Our developers use a mix of Windows and Unix based OS's. Therefore, symlinks created on Unix machines become a problem for Windows developers. In windows (msysgit), the symlink is converted to a text file with a path to the file it points to. Instead, I'd like to convert the symlink into an actual Windows symlink.

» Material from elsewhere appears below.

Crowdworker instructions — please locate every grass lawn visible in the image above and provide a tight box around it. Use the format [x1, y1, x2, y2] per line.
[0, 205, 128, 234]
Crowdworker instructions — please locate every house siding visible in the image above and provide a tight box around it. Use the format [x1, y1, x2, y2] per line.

The (updated) solution I have to this is:

  • Write a post-checkout script that will recursively look for "symlink" text files.
  • Replace them with windows symlink (using mklink) with same name and extension as dummy "symlink"
  • Ignore these windows symlink by adding entry into .git/info/exclude

I have not implemented this, but I believe this is a solid approach to this problem.

Questions:

  1. What, if any, downsides do you see to this approach?
  2. Is this post-checkout script even implementable? i.e. can I recursively find out the dummy "symlink" files git creates?
  3. Has anybody already worked on such script?

Answer

Mark G. picture Mark G. · May 25, 2013

I was asking this exact same question a while back (not here, just in general) and ended up coming up with a very similar solution to OP's proposition. First I'll provide direct answers to questions 1 2 & 3, and then I'll post the solution I ended up using.

  1. There are indeed a few downsides to the proposed solution, mainly regarding an increased potential for repository pollution, or accidentally adding duplicate files while they're in their "Windows symlink" states. (More on this under "limitations" below.)
  2. Yes, a post-checkout script is implementable! Maybe not as a literal post-git checkout step, but the solution below has met my needs well enough that a literal post-checkout script wasn't necessary.
  3. Yes!

The Solution:

Our developers are in much the same situation as OP's: a mixture of Windows and Unix-like hosts, repositories and submodules with many git symlinks, and no native support (yet) in the release version of MsysGit for intelligently handling these symlinks on Windows hosts.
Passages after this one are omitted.